Papst Franziskus hatte die Vatikanarchive mit Dokumenten aus dem Pontifikat von Papst Pius XII., mit bürgerlichem Namen Eugenio Pacelli, Anfang März öffnen lassen. Historiker hatten in der Vergangenheit wiederholt die Öffnung der Archive gefordert, um das umstrittene Verhalten des Pacelli-Papstes im Umgang mit den Nationalsozialisten erforschen zu können. Pius XII. steht seit langem in der Kritik, zum Holocaust geschwiegen und nicht entschieden genug gegen die NS-Verbrechen protestiert zu haben. Der deutsche Schriftsteller Rolf Hochhuth löste 1963 mit der Veröffentlichung seines Theaterstücks "Der Stellvertreter" über Pius XII. eine anhaltende Kontroverse über den Papst aus.

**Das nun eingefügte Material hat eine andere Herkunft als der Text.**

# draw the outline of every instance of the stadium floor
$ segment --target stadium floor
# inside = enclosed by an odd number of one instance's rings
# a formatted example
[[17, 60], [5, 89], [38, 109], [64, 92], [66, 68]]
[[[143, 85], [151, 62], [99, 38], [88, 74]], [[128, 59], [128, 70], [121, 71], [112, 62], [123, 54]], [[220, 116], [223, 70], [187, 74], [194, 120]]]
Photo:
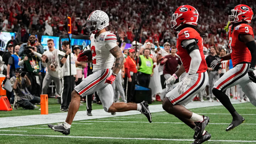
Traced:
[[[232, 102], [233, 104], [241, 103], [238, 102], [238, 101], [233, 101]], [[191, 109], [220, 105], [222, 105], [221, 103], [216, 101], [211, 102], [207, 101], [204, 102], [193, 101], [188, 103], [186, 107], [188, 109]], [[149, 107], [151, 113], [164, 111], [162, 107], [162, 105], [151, 105], [149, 106]], [[103, 109], [94, 110], [92, 113], [93, 116], [88, 116], [86, 115], [86, 111], [79, 111], [76, 113], [74, 120], [75, 121], [92, 119], [129, 116], [140, 113], [140, 112], [138, 111], [131, 111], [117, 112], [116, 114], [112, 115], [111, 113], [106, 112]], [[1, 117], [0, 118], [0, 122], [1, 122], [0, 128], [63, 122], [66, 119], [67, 113], [67, 112], [60, 112], [50, 113], [46, 115], [35, 114]], [[154, 119], [153, 119], [153, 121], [154, 122]]]

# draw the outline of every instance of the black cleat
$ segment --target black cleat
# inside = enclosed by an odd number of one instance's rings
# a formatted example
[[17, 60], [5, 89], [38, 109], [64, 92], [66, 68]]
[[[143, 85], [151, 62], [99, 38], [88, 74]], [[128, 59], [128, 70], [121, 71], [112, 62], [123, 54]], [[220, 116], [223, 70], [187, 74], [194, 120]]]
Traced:
[[91, 112], [87, 112], [87, 116], [92, 116], [92, 114]]
[[111, 112], [111, 115], [115, 115], [116, 114], [116, 112]]
[[151, 113], [149, 111], [149, 109], [148, 108], [148, 102], [144, 101], [140, 103], [140, 105], [142, 106], [142, 110], [140, 111], [141, 113], [143, 113], [148, 118], [148, 120], [150, 123], [152, 122], [152, 117], [151, 116]]
[[194, 139], [200, 139], [203, 134], [206, 127], [210, 122], [209, 117], [203, 115], [203, 121], [202, 122], [195, 122], [196, 124], [196, 130], [194, 134]]
[[205, 141], [207, 141], [210, 138], [212, 135], [208, 133], [207, 131], [206, 131], [204, 134], [201, 137], [200, 139], [196, 139], [194, 142], [191, 143], [191, 144], [202, 144]]
[[226, 131], [228, 132], [231, 130], [238, 126], [239, 124], [244, 123], [245, 121], [245, 119], [241, 116], [240, 118], [237, 119], [233, 119], [231, 123], [230, 123], [229, 126], [226, 129]]
[[48, 124], [48, 127], [55, 131], [57, 131], [62, 133], [63, 134], [67, 135], [70, 133], [70, 128], [67, 129], [64, 127], [64, 123], [58, 123], [58, 125], [53, 125], [52, 124]]

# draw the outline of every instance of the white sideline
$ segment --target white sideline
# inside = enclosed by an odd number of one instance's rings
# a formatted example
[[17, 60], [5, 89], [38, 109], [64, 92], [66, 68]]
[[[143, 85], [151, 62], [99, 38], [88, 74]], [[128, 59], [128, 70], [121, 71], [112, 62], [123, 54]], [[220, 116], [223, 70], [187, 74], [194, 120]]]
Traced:
[[[232, 101], [232, 102], [234, 104], [241, 103], [237, 101]], [[221, 105], [222, 105], [220, 103], [217, 102], [209, 102], [194, 101], [190, 103], [186, 107], [187, 108], [190, 109]], [[149, 108], [151, 113], [165, 111], [162, 107], [162, 105], [151, 105], [149, 106]], [[93, 110], [92, 113], [93, 116], [88, 116], [86, 115], [86, 111], [79, 111], [76, 113], [74, 120], [92, 119], [140, 114], [140, 112], [139, 111], [131, 111], [117, 112], [117, 114], [112, 115], [111, 113], [106, 112], [103, 109]], [[0, 128], [63, 122], [66, 119], [67, 114], [67, 112], [66, 112], [50, 113], [46, 115], [34, 114], [1, 117], [0, 118]], [[148, 121], [145, 117], [144, 117], [144, 119], [145, 122]], [[154, 122], [154, 119], [153, 120]]]
[[[81, 136], [69, 136], [65, 135], [36, 135], [30, 134], [1, 134], [0, 135], [13, 135], [28, 137], [61, 137], [69, 138], [93, 138], [102, 139], [136, 139], [140, 140], [166, 140], [175, 141], [193, 141], [193, 139], [159, 139], [159, 138], [113, 138], [111, 137], [81, 137]], [[256, 140], [209, 140], [211, 142], [234, 142], [238, 143], [255, 143]]]
[[[81, 121], [80, 122], [102, 122], [102, 123], [148, 123], [146, 122], [128, 122], [128, 121]], [[173, 122], [152, 122], [153, 123], [171, 123], [174, 124], [184, 124], [184, 123]], [[227, 124], [229, 125], [230, 123], [209, 123], [208, 124]], [[241, 124], [247, 125], [256, 125], [256, 123], [242, 123]]]

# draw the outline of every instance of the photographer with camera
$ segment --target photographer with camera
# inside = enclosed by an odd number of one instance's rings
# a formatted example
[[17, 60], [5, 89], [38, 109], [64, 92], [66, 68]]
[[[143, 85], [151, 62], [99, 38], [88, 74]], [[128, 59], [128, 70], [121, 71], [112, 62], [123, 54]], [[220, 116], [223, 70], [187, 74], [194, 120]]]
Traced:
[[43, 46], [39, 43], [38, 39], [34, 34], [30, 34], [28, 38], [28, 42], [27, 43], [23, 43], [21, 46], [18, 53], [18, 55], [20, 57], [23, 56], [23, 51], [25, 50], [25, 47], [26, 46], [36, 47], [38, 52], [41, 54], [42, 54], [44, 52]]
[[24, 108], [34, 110], [36, 107], [34, 104], [40, 103], [40, 98], [31, 95], [28, 90], [27, 87], [31, 84], [23, 69], [16, 69], [15, 76], [11, 77], [10, 81], [15, 96], [14, 108], [17, 108], [18, 106]]
[[41, 89], [38, 73], [42, 54], [37, 52], [36, 47], [24, 47], [22, 60], [19, 62], [18, 64], [20, 66], [24, 66], [24, 70], [30, 81], [31, 84], [28, 87], [28, 91], [31, 94], [40, 97]]

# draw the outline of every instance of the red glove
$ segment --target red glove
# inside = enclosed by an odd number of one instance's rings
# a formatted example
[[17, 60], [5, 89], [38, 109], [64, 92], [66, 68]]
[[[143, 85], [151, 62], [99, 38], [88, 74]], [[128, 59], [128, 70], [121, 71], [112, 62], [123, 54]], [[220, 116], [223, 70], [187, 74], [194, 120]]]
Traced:
[[106, 81], [105, 81], [105, 84], [107, 83], [110, 84], [112, 84], [113, 82], [114, 82], [114, 80], [116, 79], [116, 74], [112, 74], [110, 76], [107, 78]]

Zwei Wochen vor Öffnung der Vatikanarchive waren Forderungen laut geworden, das Seligsprechungsverfahren für den Pontifex zu stoppen. "Seit 1965 läuft ein Seligsprechungsverfahren für Pius XII., das bis zur gründlichen Auswertung der jetzt neu zugänglichen Bestände gestoppt werden sollte", sagte Wolf damals und fügte hinzu: "Das verlangt der Respekt vor unseren jüdischen Freunden." Der Erfurter Bischof Ulrich Neymeyr pflichtete dem bei: "Da würde ich mich dem Votum von Professor Wolf anschließen, auf jeden Fall zu warten, bis die Ergebnisse der Archivsichtung vorliegen." (tmg/epd)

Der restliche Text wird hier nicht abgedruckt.